Mas de repente eles voltam. Porque sentiram o cheiro da carne assada preparada pela avó. Poderia ser um bom momento de memória afetiva, mas, na verdade, voltam porque sentem a necessidade (quiçá o direito) de começar um longo sermão acerca do absurdo que é aquele consumo de carne vermelha em pleno século XXI. Carne essa comprada numa rede de supermercados que não se preocupa com a maneira de produção, com o uso de hormonas e com a forma de abate. E sim, eles tem razão. Negam-se a comer a carne, permanecendo na salada, não sem antes perguntar se são de agricultura biológica.

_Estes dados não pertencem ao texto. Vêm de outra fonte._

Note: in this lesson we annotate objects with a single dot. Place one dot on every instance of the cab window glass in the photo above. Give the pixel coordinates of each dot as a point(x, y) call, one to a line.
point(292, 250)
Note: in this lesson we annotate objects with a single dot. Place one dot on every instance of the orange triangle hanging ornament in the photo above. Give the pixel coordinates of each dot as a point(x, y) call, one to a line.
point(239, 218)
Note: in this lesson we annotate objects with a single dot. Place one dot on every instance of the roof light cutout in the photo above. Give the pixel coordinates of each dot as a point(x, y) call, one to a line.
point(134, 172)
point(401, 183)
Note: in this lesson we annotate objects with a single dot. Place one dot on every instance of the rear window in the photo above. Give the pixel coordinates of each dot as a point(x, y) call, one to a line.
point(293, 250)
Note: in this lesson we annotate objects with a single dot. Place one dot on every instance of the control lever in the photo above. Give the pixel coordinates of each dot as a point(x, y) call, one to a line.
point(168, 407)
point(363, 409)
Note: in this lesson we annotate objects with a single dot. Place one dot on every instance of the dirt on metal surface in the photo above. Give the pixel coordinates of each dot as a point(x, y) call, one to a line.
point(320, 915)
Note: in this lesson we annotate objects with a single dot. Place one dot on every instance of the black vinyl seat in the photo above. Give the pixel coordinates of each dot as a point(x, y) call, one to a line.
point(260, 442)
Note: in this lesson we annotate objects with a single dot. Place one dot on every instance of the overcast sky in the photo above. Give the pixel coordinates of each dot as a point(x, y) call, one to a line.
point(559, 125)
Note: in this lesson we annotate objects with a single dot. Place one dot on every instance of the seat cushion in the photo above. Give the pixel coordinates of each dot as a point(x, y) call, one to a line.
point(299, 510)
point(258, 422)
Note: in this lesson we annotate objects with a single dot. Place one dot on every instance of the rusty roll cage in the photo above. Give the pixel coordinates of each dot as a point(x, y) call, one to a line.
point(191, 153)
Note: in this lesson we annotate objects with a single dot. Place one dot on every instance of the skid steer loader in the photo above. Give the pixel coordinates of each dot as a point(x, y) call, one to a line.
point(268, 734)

Na sequência, criticam as garrafas de plástico com bebidas açucaradas que a avó disponibilizou em cima da mesa, bem como se queixam na hora do café, por tratar-se de grande marca multinacional e não de uma produção local de cultivo sustentável. Pouco depois de suas pertinentes e doloridas críticas, voltam para seus iPhones sem nenhuma dúvida sobre seu direito de apontar tantos erros e sem nenhum indício das mágoas que causam em quem ouve tal discurso.

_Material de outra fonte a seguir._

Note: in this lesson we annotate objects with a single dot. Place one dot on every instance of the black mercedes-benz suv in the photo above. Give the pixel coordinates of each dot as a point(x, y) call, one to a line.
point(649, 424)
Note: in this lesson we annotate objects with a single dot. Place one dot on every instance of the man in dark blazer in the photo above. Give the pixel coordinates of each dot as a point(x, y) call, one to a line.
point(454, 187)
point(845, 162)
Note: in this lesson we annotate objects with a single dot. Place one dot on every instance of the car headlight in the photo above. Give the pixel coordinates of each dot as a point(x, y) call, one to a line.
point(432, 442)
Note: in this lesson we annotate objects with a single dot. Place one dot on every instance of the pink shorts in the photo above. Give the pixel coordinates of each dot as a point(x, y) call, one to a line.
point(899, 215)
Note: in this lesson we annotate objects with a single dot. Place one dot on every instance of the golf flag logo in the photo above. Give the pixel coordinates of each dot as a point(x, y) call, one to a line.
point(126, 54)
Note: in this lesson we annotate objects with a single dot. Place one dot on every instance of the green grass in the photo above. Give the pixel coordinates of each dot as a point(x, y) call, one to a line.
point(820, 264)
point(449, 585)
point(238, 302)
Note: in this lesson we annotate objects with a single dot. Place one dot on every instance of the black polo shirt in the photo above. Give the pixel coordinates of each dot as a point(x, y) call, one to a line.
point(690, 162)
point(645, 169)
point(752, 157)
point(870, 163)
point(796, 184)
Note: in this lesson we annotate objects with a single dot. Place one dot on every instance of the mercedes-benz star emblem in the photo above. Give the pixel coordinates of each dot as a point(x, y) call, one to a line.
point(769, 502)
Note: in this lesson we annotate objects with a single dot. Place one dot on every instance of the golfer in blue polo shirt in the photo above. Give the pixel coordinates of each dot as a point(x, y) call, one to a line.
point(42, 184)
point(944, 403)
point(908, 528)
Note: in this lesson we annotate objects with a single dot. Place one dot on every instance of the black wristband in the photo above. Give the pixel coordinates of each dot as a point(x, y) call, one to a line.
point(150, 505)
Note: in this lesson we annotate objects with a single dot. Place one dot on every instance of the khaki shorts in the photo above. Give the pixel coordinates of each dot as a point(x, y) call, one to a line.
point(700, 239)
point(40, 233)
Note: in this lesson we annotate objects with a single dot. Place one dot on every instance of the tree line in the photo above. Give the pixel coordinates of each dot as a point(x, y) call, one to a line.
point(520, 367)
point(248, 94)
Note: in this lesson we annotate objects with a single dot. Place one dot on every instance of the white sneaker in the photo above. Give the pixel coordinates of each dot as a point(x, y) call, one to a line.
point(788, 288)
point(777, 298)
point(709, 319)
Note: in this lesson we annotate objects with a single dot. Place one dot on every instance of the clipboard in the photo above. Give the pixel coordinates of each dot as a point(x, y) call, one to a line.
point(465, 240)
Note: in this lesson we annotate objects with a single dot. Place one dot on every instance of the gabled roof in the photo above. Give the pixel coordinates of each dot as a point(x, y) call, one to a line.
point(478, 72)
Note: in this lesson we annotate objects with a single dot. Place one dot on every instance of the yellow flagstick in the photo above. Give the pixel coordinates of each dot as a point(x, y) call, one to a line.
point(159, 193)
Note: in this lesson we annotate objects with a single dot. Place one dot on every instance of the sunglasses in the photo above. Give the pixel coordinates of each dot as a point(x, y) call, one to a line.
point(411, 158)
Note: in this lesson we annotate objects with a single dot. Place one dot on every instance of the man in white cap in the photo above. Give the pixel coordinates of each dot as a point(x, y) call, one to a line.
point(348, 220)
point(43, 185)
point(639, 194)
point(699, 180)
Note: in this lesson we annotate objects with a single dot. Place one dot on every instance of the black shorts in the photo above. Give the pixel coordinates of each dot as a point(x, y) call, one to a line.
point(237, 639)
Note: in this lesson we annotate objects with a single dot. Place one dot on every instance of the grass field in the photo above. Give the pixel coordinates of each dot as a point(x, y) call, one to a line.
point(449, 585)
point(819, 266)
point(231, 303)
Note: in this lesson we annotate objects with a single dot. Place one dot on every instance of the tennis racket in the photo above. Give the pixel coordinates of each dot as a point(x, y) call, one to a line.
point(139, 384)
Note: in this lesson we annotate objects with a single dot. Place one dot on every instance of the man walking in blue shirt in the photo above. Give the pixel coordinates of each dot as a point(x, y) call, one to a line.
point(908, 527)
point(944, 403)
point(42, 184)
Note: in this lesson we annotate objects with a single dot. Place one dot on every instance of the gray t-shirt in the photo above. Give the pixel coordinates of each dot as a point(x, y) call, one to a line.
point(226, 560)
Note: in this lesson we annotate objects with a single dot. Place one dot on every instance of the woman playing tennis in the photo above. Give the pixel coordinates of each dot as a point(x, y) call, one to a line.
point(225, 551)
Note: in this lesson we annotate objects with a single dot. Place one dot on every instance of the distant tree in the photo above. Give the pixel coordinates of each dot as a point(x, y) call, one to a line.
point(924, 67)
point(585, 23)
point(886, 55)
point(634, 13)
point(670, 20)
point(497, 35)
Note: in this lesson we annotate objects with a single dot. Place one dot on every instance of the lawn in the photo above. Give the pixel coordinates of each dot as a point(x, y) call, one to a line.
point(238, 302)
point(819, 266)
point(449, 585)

Não sei, mas me parece que, de fato, na vida tudo é uma questão de equilíbrio. E que acima disso também há algo chamado bom senso. De tão preocupados que estão com os temas urgentes da esfera pública, se esquecem de que a vida se faz na nossa esfera privada. E que por mais importante que sejam suas causas e bandeiras, há quem não tenha a mesma disposição ou clareza para abraçá-las. Mas são essas mesmas pessoas que seguem ali, presentes e fiéis, com um abraço certo e cotiano à disposição. Mesmo que esse abraço venha em forma de carne assada, de embalagem plástica ou de sobremesa cheia de corantes artificiais.